The first time I heard that canard was from my father. He was disgusted with the behavior of his fellow Air Corp officers in World War II. Married men openly dated local girls stationed in Hawaii before and after the bombing of Pearl Harbor on December 7, 1941. By dating, we are talking more than moonlight strolls on the beach! Dad often told his sons that the rationalizations were legion, with the most common one being, “boys will be boys.” He didn’t buy it for a minute.

Up until the #MeToo movement got started, far too many people – men and women – bought that nonsense. Some folks misquote scriptures and say, “you shouldn’t judge.” That out-of-context canard is a discussion for another time, but my father had no trouble looking his sons in the eyes and stating clearly, “that is terrible behavior. Your morals matter. No excuses.”

After hundreds of years of men behaving badly, and way too many women willing to participate in the cover ups, the victims of male predatory and promiscuous sexual practices have courageously stood up, one by one, and said, “I didn’t ask for the lecherous behavior, didn’t want it and demand it stop.”

How women behaved in all of this, and whatever they’ve contributed to this debauchery, doesn’t excuse anyone. Bad behavior is bad behavior. Men or women. It’s almost impossible to say this truth without people coming unglued, and for good reason. Improper legal practices in the past have excused rape because of a woman’s provocative dress or actions. No excuse is acceptable.

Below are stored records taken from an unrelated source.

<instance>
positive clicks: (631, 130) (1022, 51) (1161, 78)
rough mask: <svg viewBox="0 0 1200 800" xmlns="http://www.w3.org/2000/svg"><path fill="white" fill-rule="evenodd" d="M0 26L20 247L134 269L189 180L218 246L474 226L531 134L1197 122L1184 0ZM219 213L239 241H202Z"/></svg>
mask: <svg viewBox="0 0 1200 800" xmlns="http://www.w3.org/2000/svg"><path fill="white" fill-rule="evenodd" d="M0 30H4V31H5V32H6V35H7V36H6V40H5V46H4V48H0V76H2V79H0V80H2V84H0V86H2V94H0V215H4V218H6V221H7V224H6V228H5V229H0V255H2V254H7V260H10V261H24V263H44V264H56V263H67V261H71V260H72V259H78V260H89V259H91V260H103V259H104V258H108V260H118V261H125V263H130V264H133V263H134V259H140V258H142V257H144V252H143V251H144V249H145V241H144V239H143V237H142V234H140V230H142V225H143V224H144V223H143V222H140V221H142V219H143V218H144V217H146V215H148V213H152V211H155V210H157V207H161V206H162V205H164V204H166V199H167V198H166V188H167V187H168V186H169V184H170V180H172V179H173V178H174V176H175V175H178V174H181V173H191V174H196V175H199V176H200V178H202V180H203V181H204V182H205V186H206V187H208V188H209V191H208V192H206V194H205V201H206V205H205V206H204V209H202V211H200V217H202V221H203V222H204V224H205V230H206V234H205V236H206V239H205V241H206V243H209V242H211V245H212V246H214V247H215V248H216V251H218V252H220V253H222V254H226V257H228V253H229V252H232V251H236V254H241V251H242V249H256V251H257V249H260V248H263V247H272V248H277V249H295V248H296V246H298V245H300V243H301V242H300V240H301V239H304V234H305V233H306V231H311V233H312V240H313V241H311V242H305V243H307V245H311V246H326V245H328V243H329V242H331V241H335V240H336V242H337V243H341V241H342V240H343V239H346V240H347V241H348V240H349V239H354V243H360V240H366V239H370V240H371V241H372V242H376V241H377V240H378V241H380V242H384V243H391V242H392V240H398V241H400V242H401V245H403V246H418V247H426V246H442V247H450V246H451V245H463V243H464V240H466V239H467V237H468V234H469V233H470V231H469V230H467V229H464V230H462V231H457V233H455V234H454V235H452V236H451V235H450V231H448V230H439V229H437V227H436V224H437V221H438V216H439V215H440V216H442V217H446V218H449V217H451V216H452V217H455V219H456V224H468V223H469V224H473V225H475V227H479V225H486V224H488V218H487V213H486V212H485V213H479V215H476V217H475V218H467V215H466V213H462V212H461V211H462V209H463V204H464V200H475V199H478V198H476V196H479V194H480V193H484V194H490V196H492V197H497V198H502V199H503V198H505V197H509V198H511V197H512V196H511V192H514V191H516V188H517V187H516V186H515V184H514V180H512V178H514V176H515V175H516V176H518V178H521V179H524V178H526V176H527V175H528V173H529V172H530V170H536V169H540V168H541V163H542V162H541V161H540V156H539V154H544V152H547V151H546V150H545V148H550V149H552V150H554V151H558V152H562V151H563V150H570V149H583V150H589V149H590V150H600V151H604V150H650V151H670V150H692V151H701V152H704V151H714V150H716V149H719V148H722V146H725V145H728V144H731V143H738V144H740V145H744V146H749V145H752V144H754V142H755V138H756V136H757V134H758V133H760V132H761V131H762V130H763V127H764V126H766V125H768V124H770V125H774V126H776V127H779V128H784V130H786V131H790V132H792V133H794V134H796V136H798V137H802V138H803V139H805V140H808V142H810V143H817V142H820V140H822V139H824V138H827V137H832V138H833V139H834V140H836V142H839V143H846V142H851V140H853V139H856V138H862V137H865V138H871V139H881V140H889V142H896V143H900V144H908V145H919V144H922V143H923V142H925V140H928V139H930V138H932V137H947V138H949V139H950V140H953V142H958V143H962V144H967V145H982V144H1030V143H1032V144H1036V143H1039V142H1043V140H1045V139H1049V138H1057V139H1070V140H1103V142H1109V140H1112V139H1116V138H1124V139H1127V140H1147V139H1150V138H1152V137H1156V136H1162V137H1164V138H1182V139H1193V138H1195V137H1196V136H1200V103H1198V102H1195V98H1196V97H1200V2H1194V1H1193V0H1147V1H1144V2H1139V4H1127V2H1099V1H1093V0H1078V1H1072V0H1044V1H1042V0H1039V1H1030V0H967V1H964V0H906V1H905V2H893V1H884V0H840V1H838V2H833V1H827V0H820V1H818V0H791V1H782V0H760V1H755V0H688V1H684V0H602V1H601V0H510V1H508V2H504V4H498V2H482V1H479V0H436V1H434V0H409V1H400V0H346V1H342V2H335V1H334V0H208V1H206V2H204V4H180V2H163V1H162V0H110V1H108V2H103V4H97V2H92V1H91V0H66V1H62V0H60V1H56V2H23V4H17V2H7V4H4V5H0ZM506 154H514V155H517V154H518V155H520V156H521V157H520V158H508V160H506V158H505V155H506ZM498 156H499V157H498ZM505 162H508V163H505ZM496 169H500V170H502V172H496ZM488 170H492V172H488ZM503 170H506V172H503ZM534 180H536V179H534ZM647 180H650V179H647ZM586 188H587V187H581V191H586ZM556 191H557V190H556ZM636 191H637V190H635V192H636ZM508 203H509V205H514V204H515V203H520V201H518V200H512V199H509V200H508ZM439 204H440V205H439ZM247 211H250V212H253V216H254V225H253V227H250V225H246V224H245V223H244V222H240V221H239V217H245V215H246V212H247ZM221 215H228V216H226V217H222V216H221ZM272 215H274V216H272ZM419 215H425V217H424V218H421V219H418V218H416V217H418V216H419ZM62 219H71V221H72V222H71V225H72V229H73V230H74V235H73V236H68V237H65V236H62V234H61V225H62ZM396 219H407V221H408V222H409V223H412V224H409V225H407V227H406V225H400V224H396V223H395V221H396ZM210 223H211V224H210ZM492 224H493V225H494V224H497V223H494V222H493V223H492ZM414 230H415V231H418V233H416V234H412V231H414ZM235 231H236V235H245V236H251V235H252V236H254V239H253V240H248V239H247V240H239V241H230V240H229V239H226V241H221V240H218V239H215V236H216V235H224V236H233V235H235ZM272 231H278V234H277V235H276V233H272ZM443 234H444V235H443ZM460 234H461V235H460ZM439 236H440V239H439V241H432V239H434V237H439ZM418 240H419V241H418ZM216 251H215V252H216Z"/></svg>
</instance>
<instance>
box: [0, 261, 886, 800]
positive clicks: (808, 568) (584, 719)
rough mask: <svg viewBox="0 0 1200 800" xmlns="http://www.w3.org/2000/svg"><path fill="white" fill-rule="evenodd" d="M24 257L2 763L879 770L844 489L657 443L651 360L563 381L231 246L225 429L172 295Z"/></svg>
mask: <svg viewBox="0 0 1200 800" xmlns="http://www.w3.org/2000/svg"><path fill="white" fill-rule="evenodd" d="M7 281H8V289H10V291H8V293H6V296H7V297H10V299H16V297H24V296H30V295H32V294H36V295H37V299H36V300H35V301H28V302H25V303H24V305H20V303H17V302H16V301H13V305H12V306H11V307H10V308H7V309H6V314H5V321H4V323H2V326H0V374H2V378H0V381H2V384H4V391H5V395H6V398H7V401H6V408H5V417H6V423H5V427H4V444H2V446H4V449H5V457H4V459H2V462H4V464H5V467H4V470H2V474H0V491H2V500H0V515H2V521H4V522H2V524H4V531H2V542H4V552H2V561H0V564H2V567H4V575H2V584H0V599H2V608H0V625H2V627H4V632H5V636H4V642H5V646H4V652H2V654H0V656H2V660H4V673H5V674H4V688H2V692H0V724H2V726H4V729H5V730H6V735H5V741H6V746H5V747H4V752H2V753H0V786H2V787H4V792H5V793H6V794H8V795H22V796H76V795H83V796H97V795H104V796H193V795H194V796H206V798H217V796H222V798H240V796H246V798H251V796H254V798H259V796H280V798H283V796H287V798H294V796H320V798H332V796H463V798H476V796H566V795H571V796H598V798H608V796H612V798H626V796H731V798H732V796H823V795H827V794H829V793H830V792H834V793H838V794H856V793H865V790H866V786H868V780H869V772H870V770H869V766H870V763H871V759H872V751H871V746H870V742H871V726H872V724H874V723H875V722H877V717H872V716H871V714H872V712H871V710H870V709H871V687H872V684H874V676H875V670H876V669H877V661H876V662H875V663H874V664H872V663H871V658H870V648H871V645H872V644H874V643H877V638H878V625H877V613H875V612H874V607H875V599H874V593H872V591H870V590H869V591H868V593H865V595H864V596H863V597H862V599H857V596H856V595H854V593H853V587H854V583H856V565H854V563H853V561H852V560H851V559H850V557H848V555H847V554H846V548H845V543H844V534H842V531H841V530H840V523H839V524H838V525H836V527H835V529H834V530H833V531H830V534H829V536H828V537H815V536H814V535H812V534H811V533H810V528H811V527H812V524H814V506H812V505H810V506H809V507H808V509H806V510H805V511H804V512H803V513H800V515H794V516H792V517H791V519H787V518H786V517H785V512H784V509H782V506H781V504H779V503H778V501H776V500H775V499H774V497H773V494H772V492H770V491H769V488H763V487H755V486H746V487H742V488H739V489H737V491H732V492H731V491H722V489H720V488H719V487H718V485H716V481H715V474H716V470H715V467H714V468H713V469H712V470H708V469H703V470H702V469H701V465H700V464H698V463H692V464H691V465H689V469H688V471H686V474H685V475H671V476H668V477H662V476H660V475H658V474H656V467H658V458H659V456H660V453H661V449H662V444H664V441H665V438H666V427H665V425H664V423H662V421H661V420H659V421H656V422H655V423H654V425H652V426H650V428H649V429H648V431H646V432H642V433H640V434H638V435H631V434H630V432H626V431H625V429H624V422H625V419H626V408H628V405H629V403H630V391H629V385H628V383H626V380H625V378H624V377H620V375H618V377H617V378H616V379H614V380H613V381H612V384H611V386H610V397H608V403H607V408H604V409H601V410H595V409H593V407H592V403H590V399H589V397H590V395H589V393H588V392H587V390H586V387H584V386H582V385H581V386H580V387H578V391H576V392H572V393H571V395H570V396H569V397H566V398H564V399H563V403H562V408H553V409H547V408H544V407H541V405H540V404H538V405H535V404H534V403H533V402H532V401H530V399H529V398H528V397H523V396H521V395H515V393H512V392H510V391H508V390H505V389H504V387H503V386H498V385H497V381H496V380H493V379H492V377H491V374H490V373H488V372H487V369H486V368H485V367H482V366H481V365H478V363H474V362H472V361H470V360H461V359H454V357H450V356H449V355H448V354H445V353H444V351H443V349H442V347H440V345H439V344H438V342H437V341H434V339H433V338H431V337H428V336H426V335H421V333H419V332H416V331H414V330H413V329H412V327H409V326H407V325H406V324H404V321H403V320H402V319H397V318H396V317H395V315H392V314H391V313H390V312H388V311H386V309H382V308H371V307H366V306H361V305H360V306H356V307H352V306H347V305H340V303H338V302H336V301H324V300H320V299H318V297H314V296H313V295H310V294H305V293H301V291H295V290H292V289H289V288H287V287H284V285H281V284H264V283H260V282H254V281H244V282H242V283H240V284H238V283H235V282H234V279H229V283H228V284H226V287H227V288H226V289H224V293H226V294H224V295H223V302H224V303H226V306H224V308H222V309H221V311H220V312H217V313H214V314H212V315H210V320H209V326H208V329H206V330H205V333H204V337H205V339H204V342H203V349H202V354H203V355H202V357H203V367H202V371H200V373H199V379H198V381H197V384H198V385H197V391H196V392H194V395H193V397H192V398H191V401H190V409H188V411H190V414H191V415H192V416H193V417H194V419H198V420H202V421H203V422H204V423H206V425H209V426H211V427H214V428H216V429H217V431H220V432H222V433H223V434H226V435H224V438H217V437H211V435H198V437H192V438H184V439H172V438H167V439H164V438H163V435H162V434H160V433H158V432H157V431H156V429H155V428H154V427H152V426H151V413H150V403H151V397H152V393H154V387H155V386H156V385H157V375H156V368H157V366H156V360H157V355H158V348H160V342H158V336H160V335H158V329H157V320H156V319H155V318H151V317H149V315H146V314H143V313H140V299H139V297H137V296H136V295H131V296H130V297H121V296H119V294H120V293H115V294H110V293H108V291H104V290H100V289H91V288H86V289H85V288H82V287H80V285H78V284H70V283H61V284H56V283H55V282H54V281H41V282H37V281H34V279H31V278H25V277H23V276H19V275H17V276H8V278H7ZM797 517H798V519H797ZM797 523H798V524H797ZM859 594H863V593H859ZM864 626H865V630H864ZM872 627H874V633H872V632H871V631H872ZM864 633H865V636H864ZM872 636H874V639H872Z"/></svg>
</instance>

The answer to all of this is simple, but far more than a hashtag campaign. Live the Gospel of Christ. Chastity, modesty, and fidelity are not outside the ability of anyone to live. Temperance in alcohol would eliminate a huge amount of the grief as it relates to this topic. Parents should actively and purposefully teach their sons AND daughters to avoid dangerous situation, and provocative fashions, talk and actions.

In 1983, I attended a dinner for the Reverend Jerry Falwell who started The Moral Majority, not as a vaunt but a goal, and later Liberty University. A reporter asked Rev. Falwell, “If you were driving down a country road at dusk and saw a lady off to the side of the road with car trouble, would you give her a lift into town?” Some in our party were surprised by his answer.

 “No.”

“Why not?”

“We both have too much at risk.” He went on to explain that he would stop, try to fix the problem and stay with her until he could flag someone down. He would miss whatever meeting he had to drive with her to town to get a tow truck or help her out in any other way. He clearly stated he would NEVER be alone with a woman who was not part of his family. Critics thought him a prude.

The same people who are aghast at the randy, stud-ram ethics of Weinstein, et.al., constantly ridicule Vice President Mike Pence for his prudence. They sneer when he politely states categorically that he will never have dinner with just a single lady. His moral line in the sand is drawn and he won’t cross it. Considering his detractor’s inability to understand the consequences of moral actions, he’s doing something very right. VP Pence has stated he would never invite a woman to his hotel room “just for business.”

A word of advice for leaders in business, church, politics, etc. Here’s a thought: Eliminate closed, opaque, locked doors. Eliminate blinds. Create a physically transparent work place. Matt Lauer would not have done what he did to women in his office if the complicit bosses at NBC had officially declared “no locked or opaque doors.”

Many women have set an example by drawing absolute moral lines in the sand. Sometimes it has cost them their jobs. That is the price of courage rather than unintentionally becoming an enabler or complicit in rotten behavior.

Laws, lawsuits, firings and such will not end this spate of bad behavior. Yes, we’ll fire people and demand others resign, but that’s just an ineffective attempt to cure societal woes. The cure begins in gospel principles.

As the Book of Mormon clearly demonstrates, when surface behavior changes without soulful repentance, the disease will return with a vengeance. We reap what we sow.